The research in Team Nuclear ranges from fundamental nuclear and radiation physics, through material science, heat transfer, fluid mechanics, equipment design, and energy conversion (including steam-based power production) to systems level considerations. Enabling technologies subject to research in Team Nuclear include modeling, simulation, optimization, control and instrumentation, as well as safety and environmental considerations. 

Team Nuclear is highly interdisiplinary including engineering, science, safety, health and environmental issues.

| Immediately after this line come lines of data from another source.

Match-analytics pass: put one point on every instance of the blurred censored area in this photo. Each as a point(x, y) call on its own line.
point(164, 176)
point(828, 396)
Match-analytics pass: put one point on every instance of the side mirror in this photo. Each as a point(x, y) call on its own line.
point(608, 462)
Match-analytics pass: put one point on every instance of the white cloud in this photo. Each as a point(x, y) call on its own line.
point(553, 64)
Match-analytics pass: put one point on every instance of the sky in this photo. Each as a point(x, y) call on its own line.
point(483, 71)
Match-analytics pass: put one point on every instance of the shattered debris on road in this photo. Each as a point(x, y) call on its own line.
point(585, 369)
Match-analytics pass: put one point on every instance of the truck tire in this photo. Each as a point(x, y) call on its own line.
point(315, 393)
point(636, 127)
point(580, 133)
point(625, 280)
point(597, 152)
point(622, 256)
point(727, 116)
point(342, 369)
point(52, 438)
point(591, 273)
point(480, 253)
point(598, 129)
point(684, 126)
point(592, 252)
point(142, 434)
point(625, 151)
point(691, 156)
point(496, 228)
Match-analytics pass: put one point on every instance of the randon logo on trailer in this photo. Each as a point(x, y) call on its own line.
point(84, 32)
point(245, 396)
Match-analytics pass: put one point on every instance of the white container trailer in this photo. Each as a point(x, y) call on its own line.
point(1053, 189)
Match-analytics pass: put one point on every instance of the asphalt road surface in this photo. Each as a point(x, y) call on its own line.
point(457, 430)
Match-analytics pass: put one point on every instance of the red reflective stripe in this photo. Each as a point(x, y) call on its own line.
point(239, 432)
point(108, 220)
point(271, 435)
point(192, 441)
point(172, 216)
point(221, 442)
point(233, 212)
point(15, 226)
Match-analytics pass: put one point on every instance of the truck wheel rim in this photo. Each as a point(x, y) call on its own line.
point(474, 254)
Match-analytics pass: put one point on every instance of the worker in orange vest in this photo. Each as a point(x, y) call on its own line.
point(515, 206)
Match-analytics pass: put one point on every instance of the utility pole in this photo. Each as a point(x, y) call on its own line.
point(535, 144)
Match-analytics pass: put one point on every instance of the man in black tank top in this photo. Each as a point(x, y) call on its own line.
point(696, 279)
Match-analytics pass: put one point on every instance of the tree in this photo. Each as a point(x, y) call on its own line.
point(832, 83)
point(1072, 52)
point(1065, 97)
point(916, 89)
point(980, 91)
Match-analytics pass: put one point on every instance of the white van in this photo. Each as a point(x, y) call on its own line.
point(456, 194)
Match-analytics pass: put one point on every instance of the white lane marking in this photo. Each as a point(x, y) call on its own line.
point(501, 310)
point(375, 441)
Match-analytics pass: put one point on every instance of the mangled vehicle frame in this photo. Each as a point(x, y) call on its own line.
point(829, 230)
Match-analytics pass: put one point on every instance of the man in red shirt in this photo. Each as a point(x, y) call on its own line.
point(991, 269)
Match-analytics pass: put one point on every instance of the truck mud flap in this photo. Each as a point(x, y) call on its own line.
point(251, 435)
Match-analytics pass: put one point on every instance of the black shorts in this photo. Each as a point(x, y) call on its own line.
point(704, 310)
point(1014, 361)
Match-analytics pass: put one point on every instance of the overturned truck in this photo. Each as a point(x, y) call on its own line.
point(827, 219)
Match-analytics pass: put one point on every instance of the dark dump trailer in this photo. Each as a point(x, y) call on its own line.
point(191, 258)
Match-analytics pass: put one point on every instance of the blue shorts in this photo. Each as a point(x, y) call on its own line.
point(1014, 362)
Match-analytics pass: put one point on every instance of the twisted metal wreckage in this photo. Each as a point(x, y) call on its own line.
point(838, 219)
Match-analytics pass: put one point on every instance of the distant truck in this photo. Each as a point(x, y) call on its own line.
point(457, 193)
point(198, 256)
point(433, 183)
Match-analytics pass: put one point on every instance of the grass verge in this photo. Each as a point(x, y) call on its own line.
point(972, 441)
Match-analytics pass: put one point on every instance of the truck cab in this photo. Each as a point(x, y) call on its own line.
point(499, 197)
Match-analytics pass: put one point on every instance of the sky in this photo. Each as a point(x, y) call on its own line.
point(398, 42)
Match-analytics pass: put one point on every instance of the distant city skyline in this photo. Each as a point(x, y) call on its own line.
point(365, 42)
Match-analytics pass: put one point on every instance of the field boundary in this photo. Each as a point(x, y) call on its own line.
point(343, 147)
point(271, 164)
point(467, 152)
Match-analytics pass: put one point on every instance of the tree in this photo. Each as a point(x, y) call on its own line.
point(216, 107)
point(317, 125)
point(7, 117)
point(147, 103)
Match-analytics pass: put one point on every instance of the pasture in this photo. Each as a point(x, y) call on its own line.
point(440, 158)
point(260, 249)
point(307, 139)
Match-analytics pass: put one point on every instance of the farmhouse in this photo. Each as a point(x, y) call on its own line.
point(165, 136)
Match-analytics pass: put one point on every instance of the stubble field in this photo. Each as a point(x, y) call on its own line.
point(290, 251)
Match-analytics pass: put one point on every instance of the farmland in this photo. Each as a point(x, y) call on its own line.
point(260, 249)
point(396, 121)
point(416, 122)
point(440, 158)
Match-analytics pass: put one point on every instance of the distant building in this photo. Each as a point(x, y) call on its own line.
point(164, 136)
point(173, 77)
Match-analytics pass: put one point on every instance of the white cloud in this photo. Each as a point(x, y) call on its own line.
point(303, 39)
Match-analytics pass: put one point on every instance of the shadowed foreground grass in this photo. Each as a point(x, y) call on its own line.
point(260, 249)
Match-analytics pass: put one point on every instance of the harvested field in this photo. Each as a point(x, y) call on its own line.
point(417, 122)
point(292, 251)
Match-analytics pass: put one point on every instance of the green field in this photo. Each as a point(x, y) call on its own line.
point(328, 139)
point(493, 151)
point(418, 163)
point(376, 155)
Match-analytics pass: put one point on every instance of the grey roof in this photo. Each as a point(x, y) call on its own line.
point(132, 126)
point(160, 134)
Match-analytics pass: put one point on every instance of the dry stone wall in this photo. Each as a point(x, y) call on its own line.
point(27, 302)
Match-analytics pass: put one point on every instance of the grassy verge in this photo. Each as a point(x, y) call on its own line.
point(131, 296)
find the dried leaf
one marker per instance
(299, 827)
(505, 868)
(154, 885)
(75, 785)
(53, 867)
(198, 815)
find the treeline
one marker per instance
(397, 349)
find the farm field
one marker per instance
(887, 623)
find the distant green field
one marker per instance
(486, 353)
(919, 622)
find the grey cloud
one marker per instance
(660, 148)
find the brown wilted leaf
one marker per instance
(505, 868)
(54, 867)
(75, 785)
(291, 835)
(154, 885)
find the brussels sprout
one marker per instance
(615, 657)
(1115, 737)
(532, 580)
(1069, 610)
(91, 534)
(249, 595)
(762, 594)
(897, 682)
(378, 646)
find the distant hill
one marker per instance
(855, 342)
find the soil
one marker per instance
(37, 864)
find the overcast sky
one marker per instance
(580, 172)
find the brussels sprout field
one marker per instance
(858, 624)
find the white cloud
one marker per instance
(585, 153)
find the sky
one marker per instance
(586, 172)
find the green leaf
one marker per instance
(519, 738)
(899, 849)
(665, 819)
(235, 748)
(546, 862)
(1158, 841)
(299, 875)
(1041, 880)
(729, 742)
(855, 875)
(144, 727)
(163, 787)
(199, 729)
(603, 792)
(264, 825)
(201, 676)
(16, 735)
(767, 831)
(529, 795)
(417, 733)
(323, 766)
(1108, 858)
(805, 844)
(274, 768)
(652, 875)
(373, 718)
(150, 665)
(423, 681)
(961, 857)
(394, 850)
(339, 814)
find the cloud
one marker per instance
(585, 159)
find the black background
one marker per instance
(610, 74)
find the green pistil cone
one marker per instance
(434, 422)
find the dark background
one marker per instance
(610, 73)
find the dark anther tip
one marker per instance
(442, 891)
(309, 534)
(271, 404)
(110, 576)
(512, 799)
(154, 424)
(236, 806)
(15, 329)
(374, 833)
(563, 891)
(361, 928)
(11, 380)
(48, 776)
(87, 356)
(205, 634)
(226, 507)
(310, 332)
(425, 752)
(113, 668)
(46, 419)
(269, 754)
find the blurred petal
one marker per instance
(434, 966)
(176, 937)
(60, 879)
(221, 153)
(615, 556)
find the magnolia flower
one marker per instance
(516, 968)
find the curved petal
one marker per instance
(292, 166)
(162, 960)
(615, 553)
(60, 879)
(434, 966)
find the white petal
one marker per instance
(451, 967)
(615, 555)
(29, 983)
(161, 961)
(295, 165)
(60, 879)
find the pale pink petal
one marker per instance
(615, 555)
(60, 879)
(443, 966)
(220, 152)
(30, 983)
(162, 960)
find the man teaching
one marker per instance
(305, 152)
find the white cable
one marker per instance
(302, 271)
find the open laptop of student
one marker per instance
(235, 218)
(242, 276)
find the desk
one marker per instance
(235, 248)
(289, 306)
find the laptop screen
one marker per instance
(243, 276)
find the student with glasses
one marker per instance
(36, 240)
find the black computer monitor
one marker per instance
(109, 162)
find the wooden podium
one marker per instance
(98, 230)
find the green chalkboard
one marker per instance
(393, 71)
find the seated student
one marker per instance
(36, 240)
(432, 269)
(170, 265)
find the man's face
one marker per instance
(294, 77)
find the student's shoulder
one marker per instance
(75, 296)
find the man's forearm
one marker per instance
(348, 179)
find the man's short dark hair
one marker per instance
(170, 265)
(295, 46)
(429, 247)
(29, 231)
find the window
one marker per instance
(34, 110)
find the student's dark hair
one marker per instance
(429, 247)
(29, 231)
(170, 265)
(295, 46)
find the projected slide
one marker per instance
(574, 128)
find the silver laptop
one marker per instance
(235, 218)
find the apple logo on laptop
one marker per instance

Examples of research activities include: 

• Nuclear Reactor Physics (neutron transport theory and fundamental core physics). 

• Nuclear Thermohydraulics (heat transfer mechanisms during convective and nucleate flow boiling). 

• Computational Thermohydraulics (CFD models capable of handling two-phase complex phenomena, such as flow instabilities). 

• Corrosion and Corrosion Protection (including corrosion in salt melts for Molten Salt Reactors - MSRs). 

• The role of nuclear energy and baseload demand in capacity expansion planning for low-carbon power systems. 

• Technologies for nuclear driven hydrogen production in Norway. 

• BioGas and Nuclear To Liquids (BGNTL) polygeneration processes. 

• Direct air capture technology (for CO2 removal) powered by nuclear energy

• Modeling and simulation of an integrated steam reforming and nuclear heat system. 

• Safety culture and situational awareness (lessons learned from the Chernobyl disaster and the Three Mile Island incident). 

• Learning from failures and non-failures of nuclear power plants in Japan. 

• The Norwegian tripartite collaborate model as an important premise to ensure safety if Norway goes for nuclear energy.